Com o intuito de pressionar o Governo do Distrito Federal, a categoria se reuniu em assembléia na noite da última quarta-feira (18) e deliberou pela paralisação, por tempo indeterminado. Conforme determinação da Justiça, apenas 30% dos trens estão circulando nas linhas amarela e verde, o que representa apenas oito vagões. O tempo de espera chega a 30 minutos.
Em virtude dessa situação, o Metrô-DF se vê obrigado a não fazer operação especial para as comemorações do aniversário de Brasília. A operação neste sábado (21) será em horário normal de feriado, das 7h às 19h, com tarifa a R$2 e com número reduzido de trens.
O Metrô-DF lamentou que parte dos empregados tenha decidido pela paralisação, com a suspensão das negociações, o que, mais uma vez, trará um enorme prejuízo à população. Como forma de resguardar os interesses dos usuários e dos serviços prestados à comunidade, irá ajuizar ainda hoje uma ação de dissídio coletivo de greve pedindo a declaração da ilegalidade do movimento e o aumento do número mínimo de trens em circulação.
Segundo o secretário de relações intersindicais do Sindicato dos Metroviários do Distrito Federal (Sindimetrô), Luciano Costa, a categoria reivindica o cumprimento do acordo firmado em abril do ano passado, que consiste na realização de um concurso público e na colocação de mais trens para circular, além de reajuste salarial. “As duas primeiras questões são as mais importantes.
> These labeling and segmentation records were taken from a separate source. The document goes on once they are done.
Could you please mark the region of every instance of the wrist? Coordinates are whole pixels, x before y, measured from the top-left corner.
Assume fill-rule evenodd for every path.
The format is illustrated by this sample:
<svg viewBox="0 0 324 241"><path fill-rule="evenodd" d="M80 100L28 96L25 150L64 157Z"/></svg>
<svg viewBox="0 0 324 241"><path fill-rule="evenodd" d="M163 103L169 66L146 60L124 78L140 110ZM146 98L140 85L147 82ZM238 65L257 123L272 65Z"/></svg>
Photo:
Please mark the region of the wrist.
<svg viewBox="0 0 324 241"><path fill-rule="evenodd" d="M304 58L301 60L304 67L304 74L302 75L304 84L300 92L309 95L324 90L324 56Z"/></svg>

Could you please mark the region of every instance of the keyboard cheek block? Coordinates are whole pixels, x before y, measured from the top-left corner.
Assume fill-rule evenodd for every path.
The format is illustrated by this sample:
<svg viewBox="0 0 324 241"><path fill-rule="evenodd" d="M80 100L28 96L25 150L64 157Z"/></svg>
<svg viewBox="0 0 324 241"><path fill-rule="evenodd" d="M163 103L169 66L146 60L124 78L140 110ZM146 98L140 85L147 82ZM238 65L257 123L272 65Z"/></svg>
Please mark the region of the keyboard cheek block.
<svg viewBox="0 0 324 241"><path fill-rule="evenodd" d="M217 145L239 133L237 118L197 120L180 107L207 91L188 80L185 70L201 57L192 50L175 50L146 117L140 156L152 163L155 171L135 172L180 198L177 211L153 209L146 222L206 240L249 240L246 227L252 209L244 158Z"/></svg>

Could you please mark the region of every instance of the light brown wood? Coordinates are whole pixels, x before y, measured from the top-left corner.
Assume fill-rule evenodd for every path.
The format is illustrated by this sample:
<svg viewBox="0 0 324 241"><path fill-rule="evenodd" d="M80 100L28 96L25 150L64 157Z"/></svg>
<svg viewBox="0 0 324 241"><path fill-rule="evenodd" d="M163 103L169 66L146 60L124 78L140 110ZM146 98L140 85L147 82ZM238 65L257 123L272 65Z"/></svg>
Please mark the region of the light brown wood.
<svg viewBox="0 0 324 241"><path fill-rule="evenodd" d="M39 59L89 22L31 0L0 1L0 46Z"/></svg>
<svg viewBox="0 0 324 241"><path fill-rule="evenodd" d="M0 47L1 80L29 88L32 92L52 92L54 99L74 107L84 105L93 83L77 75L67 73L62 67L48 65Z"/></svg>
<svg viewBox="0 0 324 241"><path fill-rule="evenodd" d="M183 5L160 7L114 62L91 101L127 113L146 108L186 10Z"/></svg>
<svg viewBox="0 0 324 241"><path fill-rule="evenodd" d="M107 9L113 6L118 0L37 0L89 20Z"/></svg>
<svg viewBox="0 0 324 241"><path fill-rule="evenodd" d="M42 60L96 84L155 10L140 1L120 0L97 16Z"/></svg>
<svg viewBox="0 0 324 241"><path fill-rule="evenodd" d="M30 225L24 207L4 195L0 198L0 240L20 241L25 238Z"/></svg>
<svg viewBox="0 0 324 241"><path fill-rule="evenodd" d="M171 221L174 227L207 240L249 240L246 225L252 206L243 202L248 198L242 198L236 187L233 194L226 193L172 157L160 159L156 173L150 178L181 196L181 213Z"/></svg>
Se for apresentada alguma proposta que nos agrade em relação a elas, podemos suspender a greve”, afirma.
Entre dezembro de 2011 e janeiro de 2012, os metroviários fizeram uma greve que levou 37 dias e causou enormes transtornos à população do Distrito Federal.
O Metrô-DF reafirma que se empenhou na busca de melhores condições de trabalho para os empregados, reunindo-se diversas vezes com o sindicato nos últimos dois meses e apresentou proposta aos metroviários, com o aval da Secretaria de Administração Pública do GDF.
Em função do Decreto nº 33.550, de 29 de fevereiro de 2012, que vetou as concessões de reajustes salariais no âmbito do GDF no exercício de 2012, o Metrô-DF realizou estudos na folha de pagamento e viabilizou uma série de benefícios alternativos que, somados, podem representar condições ainda mais favoráveis que o INPC reivindicado pela categoria.